By Stephanie Foden, Contributing Reporter
SALVADOR, BRAZIL – Halloween in Brazil may not share the same level of popularity as in North America, but more and more of the seasonal celebrations are cropping up each year, thanks in part to a growing number of expatriates in the country. Brazilians’ appetite for such parties also shows no sign of abating, adopting the spirit with aplomb.
Many of these celebrations come from English-speaking communities such as the The American Society, Couchsurfing and language schools.
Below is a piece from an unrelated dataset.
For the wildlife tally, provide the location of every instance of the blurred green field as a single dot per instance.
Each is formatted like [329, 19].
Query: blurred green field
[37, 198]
Outside of this, a small but increasing number of stores, restaurants and bars are participating in the spook-loving holiday.
Private parties are increasingly common, like at the Swiss International School (SIS) in Brasília, which are holding an event for their students, parents and faculty. On October 31st, SIS is inviting students to dress up, eat treats and investigate the historical significance of Halloween.
“Here in Brasília, the SIS community embraces the chance to celebrate a foreign festival and the parents generally support the idea of fun behind the event,” explains David Norman, the school’s Director General. “Really it is an opportunity for the kids to dress up and have a bit of fun while learning a little bit about our English-speaking neighbors up North.”
Members of Couchsurfing, the network that connects travelers looking for a free bed with the world, will be throwing a Halloween party in São Paulo. Tickets to the festivities at Bargaça bar on November 2nd can be purchased for R$10 in advance at Couchsurfing meetings, or for R$20 at the bar’s entrance.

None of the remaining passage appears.